Checkr leverages its proprietary AI to process employee background checks for a number of tech giants including Lyft, Instacart, Netflix and Airbnb. The company’s API makes it possible for its enterprise clients to integrate its technology into existing HR systems in order to speed up the hiring process.
“As the workforce becomes more flexible, people’s expectations are changing about where and how they work,” Daniel Yanisse, co-founder and CEO of Checkr, said in a statement. “We are seeing a growing need for innovative technology to support a new way of identifying, onboarding, engaging and even delivering pay and benefits to workers.”

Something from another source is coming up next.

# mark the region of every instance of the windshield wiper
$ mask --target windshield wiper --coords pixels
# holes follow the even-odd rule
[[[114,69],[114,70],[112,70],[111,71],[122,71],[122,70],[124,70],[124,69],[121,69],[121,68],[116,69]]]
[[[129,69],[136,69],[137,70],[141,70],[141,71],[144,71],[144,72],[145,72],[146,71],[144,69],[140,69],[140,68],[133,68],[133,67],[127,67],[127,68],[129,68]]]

Yanisse told Bloomberg that the company, which became profitable this year for the first time, has revenue that exceeds $200 million.
“As the world shifts to a workforce with more contractors and contingent labor, Checkr is unique in its ability to provide solutions that enable employers to expand and onboard talent quickly and securely,” Corey Shull, partner of Durable Capital, said in a statement.
Checkr processes over 30 million background checks annually, according to the company. The platform covers education and employment verification, drug and health screenings, civil searches and more.
Following the latest raise, Checkr will continue to invest in the expansion of its platform infrastructure. The company is now hiring for its engineering, product and customer success teams, to name a few.
Founded in 2014, Checkr has raised $550 million in venture capital financing to date, according to the company.
Fidelity Management & Research Company, Franklin Templeton and BOND Capital participated in the round, among others.